# Python Interoperability - SUBPROCESS

### Definition

"The subprocess module allows you to spawn new processes, connect to their input/output/error pipes, and obtain their return codes."

### Functions
* __run__:  Run the command described by args.
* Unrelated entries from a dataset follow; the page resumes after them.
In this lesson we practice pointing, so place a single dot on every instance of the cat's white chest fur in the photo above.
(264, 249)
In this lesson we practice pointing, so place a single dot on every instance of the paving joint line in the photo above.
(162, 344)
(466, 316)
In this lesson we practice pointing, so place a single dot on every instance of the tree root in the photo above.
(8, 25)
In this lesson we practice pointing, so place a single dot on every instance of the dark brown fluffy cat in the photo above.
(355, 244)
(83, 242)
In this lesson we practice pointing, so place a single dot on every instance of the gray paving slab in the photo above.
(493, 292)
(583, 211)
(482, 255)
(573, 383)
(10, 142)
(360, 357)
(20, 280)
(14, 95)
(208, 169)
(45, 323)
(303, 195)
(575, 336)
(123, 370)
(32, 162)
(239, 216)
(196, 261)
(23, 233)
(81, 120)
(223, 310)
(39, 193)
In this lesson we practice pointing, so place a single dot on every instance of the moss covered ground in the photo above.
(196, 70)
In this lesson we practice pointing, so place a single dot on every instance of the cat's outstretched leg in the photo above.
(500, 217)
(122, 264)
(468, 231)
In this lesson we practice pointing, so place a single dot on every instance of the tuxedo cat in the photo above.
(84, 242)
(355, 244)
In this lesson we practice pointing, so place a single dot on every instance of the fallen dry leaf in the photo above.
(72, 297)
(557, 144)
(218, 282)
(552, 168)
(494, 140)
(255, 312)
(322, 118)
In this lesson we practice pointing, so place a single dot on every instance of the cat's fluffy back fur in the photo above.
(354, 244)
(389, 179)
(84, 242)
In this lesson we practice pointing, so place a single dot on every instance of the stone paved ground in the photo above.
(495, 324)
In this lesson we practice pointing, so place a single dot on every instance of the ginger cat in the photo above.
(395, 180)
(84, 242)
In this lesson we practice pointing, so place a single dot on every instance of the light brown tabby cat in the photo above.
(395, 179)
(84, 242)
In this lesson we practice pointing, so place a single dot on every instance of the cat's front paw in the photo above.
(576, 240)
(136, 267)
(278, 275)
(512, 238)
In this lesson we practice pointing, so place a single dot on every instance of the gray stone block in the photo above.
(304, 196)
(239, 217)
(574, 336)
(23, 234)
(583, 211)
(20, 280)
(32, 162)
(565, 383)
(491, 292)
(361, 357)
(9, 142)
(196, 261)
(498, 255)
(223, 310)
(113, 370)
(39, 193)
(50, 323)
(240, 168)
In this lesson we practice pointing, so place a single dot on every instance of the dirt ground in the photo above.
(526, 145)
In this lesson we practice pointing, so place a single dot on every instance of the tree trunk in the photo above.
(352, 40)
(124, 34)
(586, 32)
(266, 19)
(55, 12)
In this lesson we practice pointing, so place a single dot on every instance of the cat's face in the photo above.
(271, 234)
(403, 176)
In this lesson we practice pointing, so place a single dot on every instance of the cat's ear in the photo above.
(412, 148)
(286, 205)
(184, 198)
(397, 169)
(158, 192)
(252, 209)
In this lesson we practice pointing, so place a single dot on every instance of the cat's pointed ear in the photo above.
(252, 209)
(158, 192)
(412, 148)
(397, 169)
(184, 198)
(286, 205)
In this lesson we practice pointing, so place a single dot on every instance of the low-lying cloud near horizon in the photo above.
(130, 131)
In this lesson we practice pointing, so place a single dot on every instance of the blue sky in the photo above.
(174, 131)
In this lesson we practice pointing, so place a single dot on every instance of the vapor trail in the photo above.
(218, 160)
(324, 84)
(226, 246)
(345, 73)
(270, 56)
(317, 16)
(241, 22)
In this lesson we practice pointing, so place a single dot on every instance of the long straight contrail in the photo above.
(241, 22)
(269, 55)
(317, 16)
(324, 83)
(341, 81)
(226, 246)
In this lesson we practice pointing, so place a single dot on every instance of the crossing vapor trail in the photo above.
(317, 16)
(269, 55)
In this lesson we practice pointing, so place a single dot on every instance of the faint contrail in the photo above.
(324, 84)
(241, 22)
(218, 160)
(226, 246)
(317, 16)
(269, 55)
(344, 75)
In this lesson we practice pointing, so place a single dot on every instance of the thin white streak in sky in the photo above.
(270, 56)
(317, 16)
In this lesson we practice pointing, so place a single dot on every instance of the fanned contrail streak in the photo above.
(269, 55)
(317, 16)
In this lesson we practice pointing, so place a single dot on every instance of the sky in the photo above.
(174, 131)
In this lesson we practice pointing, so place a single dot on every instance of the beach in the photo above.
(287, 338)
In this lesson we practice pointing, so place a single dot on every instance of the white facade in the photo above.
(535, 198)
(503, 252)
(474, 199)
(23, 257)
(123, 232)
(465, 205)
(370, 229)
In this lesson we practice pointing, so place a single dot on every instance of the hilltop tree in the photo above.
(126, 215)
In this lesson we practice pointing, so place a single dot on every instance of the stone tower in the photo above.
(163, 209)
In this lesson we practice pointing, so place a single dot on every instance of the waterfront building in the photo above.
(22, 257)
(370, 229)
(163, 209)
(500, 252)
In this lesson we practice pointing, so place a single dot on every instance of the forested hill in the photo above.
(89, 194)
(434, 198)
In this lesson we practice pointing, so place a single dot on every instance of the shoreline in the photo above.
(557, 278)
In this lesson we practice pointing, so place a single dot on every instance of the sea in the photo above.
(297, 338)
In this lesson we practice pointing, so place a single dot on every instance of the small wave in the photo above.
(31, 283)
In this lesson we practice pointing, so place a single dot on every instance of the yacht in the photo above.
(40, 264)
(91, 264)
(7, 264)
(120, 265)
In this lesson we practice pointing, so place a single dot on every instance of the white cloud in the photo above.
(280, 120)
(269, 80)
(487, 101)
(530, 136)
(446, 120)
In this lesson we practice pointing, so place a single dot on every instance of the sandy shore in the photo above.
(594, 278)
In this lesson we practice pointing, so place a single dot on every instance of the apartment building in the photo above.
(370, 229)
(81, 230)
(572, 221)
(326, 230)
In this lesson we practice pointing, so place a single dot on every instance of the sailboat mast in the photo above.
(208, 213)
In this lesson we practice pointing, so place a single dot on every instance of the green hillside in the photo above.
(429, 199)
Wait for command to complete, then return a CompletedProcess instance.[1](https://docs.python.org/3/library/subprocess.html#subprocess.run)
* __check_output__: Run command with arguments and return its output. [2](https://docs.python.org/3/library/subprocess.html#subprocess.check_output)
* _peopen_: Execute a child program in a new process. [3](https://docs.python.org/3/library/subprocess.html#subprocess.Popen)


### Shell commands Recap

* __ls__: List information about files in a certain directory
* __du -sh__: Calculates size of a directory
* __find . ! -name 'file.txt' -type f -exec rm -f {} +__: Remove all files in current directory except for "file.txt"

### Task
Remove all unnecessary files from a specific folder recursively except for structure (.pdb) and sequence (.fasta) files.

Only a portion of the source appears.